そして、西側と中国は互いに敵視を強めており、途上国は巻き込まれることを警戒している。ブラジルとインドは、BRICSの拡大が、中国による世界経済秩序の破壊を手助けしていると不満を見せている。

パキスタンに兵器を次々供給
このような状況で、インドは中国に代わってグローバルサウスのリーダーとなる態勢を整えている。インドは1950年代の冷戦下で中立主義と反植民地主義を掲げた非同盟運動の創設メンバーであり、その一貫した代弁者である。

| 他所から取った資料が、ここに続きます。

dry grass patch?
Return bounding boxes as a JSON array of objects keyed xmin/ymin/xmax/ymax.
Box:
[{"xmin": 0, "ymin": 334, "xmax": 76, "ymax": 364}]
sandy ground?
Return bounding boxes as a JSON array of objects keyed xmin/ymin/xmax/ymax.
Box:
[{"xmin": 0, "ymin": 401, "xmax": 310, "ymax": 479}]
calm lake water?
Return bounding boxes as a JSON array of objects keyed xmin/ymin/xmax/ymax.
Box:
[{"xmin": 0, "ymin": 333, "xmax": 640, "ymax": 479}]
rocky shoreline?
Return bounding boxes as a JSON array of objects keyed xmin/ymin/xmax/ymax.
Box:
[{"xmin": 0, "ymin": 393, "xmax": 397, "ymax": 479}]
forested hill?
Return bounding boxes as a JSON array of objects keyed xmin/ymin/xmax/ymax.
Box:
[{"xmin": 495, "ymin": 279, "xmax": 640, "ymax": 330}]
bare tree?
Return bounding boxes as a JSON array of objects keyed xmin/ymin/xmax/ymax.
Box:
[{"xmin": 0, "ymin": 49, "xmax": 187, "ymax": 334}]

人権問題を抱えてはいるが、世界最大の民主主義国家として、中国のような政治的抑圧は行っていない。

インドがグローバルサウスのリーダーを目指すことは、西側にも受け入れられる。西側は既に、中国からサプライチェーンを移転する主な行き先としてインドに注目している。

ただし、中国はインドの挑戦をおとなしく受けるつもりはない。軍事的には国境紛争をさらに誘発するだろう。インドのもう1つの敵国であるパキスタンには、既に戦闘機、誘導ミサイルフリゲート艦、攻撃型潜水艦を供給している。

中国がインドに与え得る最も危険な脅威は、チベット高原から流れる水資源を完全に支配することだ。

それでも、こうした中国の脅威に対して西側も断固とした態度で臨めば、中国はインドの台頭を止めることはできないだろう。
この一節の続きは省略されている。